I'm thinking you're wanting to transcribe. If that's the case, FFT (fast fourier transform) would be the algo to choose. If you google "FFT music transcription" you'll get a lot of info. https://ryan-mah.com/files/posts.amt_part_2.main.pdf

camaradorjk OP t1_iqvje9f wrote on October 3, 2022 at 12:34 PM

Thank you so much for taking the time to answer my question. You're right on the first one, my goal is to transcribe music or flute music into notes. But I'm a little confused about why there's no need to use a deep learning model because I thought in the first place that I could also use sequential models. Could you elaborate on that for me? Thank you so much.

PS:I will surely look into your recommendation about FFT.

camaradorjk OP t1_iqvmzun wrote on October 3, 2022 at 1:05 PM

Not really the music sheets, just the musical notes. I will display the proper finger position on a flute based on the musical notes predicted. I'm trying to create a learning tool.

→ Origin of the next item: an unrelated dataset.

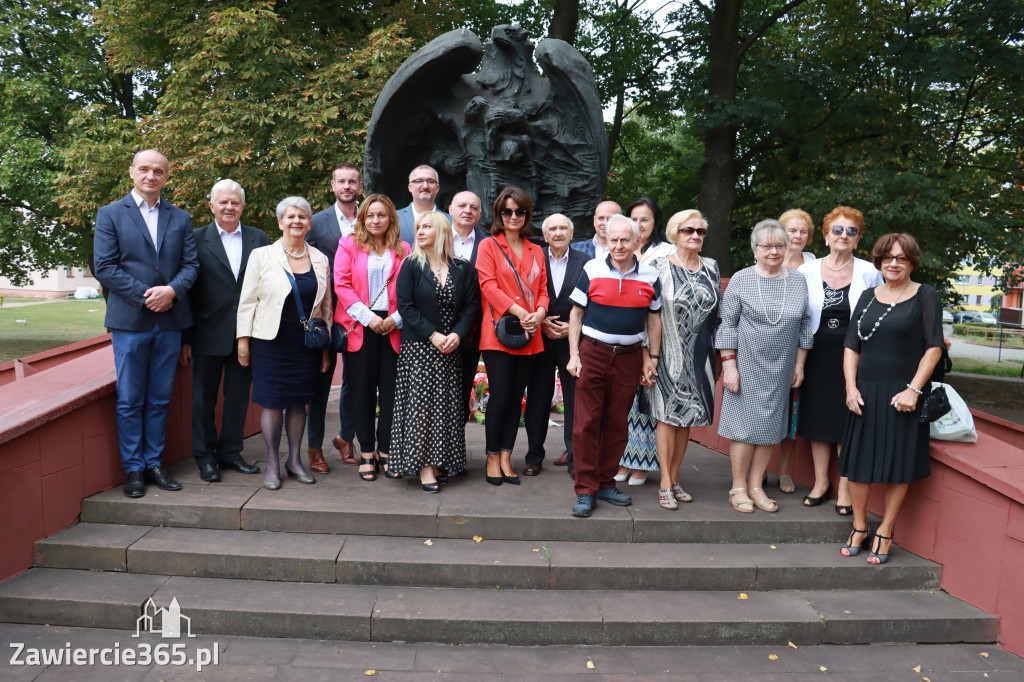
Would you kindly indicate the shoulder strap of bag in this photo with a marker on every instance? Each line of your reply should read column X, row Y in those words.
column 298, row 301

beingsubmitted t1_iqvs8ix wrote on October 3, 2022 at 1:46 PM

All you need to know over time is the pitch being played, which is a frequency. The audio file represents a waveform, and all you need to know is the frequency of that waveform over time. There's no need for anything sequential. 440Hz is "A" no matter where it comes in a sequence. It's A if it comes after C, and it's A if it comes after F#.

A sequential model might be useful for natural language, for example, because meaning is carried between words. "Very tall" and "Not Tall" are different things. "He was quite tall" and "No one ever accused him of not being tall" are remarkably similar things. Transcribing music is just charting the frequency over time.

That said, you cannot get the frequency from a single data point, so there is a somewhat sequential nature to things, but it's really just that you need to transform the positions of the waveform over time into frequency, which the fourier transform does. When music visualizations show you an EQ (equalizer) chart to go with your music, this is what they're doing - showing you how much of various frequencies are present at a given time in the music, using a FFT. A digital equalizer similarly transforms audio into a frequency spectrum, allows you to adjust the frequency spectrum, and then transforms back into a waveform.

[deleted] t1_iqv8voj wrote on October 3, 2022 at 10:43 AM

[removed]

mr_birrd t1_iqxl8ol wrote on October 3, 2022 at 8:51 PM

If it's only pure recorder and since it can only play one note per time, you could find the frequency using the fourier transform. Best if you use denoising before. Then you can just map the loudest frequencies to actual notes.

BobDope t1_iqwqnaw wrote on October 3, 2022 at 5:37 PM

JOMAMA Classification Model 192

Iamhandsomesorry t1_iqv8tt6 wrote on October 3, 2022 at 10:42 AM

Ligma Classification Network